# ANLI with LLM

You have to implement in this notebook a better ANLI classifier using an LLM.
This classifier must be implemented using DSPy.


In [1]:
# Configure the DSPy environment with the language model - for grok the parameters must be:
# env variable should be in os.environ['XAI_API_KEY']
# "xai/grok-3-mini"
import os
import dspy

from dotenv import load_dotenv
load_dotenv("grok_key.ini")
lm = dspy.LM('xai/grok-3-mini', api_key=os.environ['XAI_API_KEY'])
# for ollama 
# lm = dspy.LM('ollama_chat/devstral', api_base='http://localhost:11434', api_key='')
dspy.configure(lm=lm)

In [14]:
from typing import Literal
from sentence_transformers import SentenceTransformer, CrossEncoder

# Load the model for similarity scoring
similarity_model = SentenceTransformer("all-MiniLM-L6-v2")

# Joint prompt strategy
class ANLIJointCoT(dspy.Signature):
    premise: str = dspy.InputField()
    hypothesis: str = dspy.InputField()
    explanation: str = dspy.OutputField(desc="Explanation of the label")
    label: Literal['entailment', 'neutral', 'contradiction'] = dspy.OutputField()

# Pipeline strategy
class ANLICOTExplanation(dspy.Signature):
    premise: str = dspy.InputField()
    hypothesis: str = dspy.InputField()
    explanation: str = dspy.OutputField(desc="Explanation of the label")
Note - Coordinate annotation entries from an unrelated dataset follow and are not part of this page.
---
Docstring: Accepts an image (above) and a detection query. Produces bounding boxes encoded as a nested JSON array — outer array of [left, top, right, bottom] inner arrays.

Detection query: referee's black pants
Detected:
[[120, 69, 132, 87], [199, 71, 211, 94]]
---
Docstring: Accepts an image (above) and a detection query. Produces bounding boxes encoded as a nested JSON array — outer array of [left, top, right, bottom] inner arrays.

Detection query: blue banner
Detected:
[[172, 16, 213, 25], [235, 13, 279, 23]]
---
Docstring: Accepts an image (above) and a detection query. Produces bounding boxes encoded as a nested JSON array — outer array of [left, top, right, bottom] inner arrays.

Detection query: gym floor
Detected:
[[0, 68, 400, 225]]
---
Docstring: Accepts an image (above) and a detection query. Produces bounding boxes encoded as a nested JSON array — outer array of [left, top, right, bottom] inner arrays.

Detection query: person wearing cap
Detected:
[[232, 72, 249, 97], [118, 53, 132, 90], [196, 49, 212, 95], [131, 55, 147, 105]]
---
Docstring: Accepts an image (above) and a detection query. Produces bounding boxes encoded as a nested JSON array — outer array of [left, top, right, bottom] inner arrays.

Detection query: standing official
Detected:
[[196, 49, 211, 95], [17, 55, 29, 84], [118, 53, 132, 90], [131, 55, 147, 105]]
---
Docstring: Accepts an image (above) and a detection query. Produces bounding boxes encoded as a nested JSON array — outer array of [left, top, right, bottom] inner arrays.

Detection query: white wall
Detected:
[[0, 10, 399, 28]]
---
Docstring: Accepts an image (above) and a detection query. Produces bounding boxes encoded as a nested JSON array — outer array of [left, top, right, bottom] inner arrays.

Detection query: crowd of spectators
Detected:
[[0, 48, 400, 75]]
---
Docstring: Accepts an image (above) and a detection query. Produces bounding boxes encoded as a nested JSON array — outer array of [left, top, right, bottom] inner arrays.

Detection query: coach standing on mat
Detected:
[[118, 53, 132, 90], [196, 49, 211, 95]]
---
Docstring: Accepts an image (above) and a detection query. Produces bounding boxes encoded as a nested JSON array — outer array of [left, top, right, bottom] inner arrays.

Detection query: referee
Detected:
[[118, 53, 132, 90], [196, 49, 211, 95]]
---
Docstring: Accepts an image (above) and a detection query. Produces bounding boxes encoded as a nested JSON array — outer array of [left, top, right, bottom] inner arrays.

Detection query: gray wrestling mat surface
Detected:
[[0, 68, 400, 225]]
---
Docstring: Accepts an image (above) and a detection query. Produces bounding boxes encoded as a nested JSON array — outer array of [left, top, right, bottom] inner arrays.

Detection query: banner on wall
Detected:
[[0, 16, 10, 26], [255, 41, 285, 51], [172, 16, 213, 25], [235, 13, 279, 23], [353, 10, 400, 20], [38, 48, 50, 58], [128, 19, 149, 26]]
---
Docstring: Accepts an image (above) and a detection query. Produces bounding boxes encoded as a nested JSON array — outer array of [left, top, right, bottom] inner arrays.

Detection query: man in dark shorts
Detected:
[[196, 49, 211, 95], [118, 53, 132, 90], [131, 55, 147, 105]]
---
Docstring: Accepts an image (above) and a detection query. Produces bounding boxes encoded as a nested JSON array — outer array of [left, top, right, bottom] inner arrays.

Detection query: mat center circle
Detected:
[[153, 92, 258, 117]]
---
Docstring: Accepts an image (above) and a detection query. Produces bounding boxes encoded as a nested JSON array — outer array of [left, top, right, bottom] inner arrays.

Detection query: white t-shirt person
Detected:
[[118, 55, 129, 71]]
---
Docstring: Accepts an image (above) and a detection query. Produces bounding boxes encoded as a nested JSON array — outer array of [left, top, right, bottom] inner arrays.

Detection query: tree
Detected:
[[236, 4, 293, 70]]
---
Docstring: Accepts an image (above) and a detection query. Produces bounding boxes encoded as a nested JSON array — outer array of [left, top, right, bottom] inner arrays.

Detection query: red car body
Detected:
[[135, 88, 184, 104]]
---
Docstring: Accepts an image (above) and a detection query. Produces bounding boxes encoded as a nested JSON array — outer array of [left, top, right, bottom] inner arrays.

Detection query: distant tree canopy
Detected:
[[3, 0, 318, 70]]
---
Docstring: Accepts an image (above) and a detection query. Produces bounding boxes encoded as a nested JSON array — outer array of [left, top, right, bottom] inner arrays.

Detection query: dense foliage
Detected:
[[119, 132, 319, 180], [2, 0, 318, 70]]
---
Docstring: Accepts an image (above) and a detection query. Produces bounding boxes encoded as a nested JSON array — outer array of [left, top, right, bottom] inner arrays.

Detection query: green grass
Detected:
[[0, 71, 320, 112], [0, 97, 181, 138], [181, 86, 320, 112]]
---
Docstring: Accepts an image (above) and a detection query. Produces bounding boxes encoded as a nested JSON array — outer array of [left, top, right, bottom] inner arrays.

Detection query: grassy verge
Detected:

class ANLILabel(dspy.Signature):
    premise: str = dspy.InputField()
    hypothesis: str = dspy.InputField()
    explanation: str = dspy.InputField()
    label: Literal['entailment', 'neutral', 'contradiction'] = dspy.OutputField()

joint_cot = dspy.Predict(ANLIJointCoT)
explain_cot = dspy.Predict(ANLICOTExplanation)
label_cot = dspy.Predict(ANLILabel)

## Load ANLI dataset

In [3]:
from datasets import load_dataset

dataset = load_dataset("facebook/anli")
dataset = dataset.filter(lambda x: x['reason'] != None and x['reason'] != "")

## Evaluate Metrics

Let's use the huggingface `evaluate` package to compute the performance of the baseline.


In [4]:
from evaluate import load

accuracy = load("accuracy")
precision = load("precision")
recall = load("recall")
f1 = load("f1")


In [5]:
import evaluate
clf_metrics = evaluate.combine(["accuracy", "f1", "precision", "recall"])

## Your Turn

In [19]:
def rank_similarity(premise, hypothesis, human_explanation, predicted_explanation):
    results = {}

    premis_hypothesis = f"Premise: {premise}\nHypothesis: {hypothesis}"
    passages = [premis_hypothesis, human_explanation, predicted_explanation]

    embeddings = similarity_model.encode(passages)
    similarities = similarity_model.similarity(embeddings, embeddings)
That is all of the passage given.